After about 50mins airborne, to was time restart the engine and return to the airfield.
William had a well earned look of contentment on his face,
as for me, well I was wearing a beautiful smile and it was going nowhere.

The latter were the UP's of the day. After teatime on Saturday, the dreaded downer came. We were invited for tea (steak dinner actually) to our good friends and neighbours, the Dunne's. I was so looking forward to getting out. Sixty minutes after arriving and my chemo demons started. It's hard to explain, but it's like I'm entoumbed in a body aged 100 years plus and a mind that knows it is not well, not well at all. It's like exhaustion has got exhaustion and then tiredness came along for good measure to say hello. I'm less than an hour here and I'm quietly praying hard to myself that this horrible feeling goes away. Not a chance.

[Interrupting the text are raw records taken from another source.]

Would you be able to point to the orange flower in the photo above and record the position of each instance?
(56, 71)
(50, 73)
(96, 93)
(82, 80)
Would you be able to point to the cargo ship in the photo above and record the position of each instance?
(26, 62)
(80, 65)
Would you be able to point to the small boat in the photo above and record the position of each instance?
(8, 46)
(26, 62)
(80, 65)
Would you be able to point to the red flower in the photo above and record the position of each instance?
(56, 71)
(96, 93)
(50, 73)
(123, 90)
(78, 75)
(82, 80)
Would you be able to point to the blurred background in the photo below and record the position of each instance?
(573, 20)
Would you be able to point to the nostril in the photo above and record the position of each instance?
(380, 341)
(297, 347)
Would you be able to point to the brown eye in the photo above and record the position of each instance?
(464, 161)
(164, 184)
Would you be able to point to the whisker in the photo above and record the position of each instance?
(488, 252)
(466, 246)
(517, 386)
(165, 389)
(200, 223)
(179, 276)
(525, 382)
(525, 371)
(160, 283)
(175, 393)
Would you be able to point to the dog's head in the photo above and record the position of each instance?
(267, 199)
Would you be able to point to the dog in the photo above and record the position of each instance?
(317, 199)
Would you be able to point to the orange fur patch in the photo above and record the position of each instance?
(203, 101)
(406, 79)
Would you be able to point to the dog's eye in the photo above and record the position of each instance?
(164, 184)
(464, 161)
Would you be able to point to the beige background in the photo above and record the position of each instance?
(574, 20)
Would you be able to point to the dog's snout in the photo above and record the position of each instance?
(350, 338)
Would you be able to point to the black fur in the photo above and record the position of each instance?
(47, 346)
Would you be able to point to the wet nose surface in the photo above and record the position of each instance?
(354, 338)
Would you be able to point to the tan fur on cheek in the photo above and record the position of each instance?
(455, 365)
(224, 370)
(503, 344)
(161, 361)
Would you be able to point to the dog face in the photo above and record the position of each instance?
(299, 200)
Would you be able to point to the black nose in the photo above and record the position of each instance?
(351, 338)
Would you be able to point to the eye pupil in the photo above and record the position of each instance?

I had to just put my hand up and blurt out "I'm so sorry folks, I have to go home to bed". I had this researched and repeated in my head, hoping it would shock my body into correcting itself and allowing me to even partially enjoy a Saturday night, not a chance!!.

Yes, of course my friends totally understand where I am, probably even more than me, but it's horrible. I toddled home, pleading with Alison to stay as long as she likes. Once I found my bed, I knew things would improve. As I climbed into bed, my mind got upset. Things needed to blow out. My tears of joy at 3,000ft over Athboy earlier that morning were now morphed to tears of being jaded, being just drained. I'm sure frustration plays it's part in all of this. Within 5 minutes of hitting the hay, this aviation nut still had moist eyes but  was sound asleep. The demons had gone, the pleasant dreams saw it safe to enter and this chemo infused body was back floating among those eagles that were our soaring buddies earlier in the day.

In closing, it's friends like William Treacy that has provided me with medication that chemotherapy cannot possibly even fathom. For my part, I'm lucky to have friends like William. If I was a doctor, that same Dr I opened this particular blog with, I would have a book of magic prescriptions at the ready. For my fellow friends who are also mighty cancer fighters, flying among the heavens would be a script I think I would be writing regularly for these brave legends, Doctors Orders !!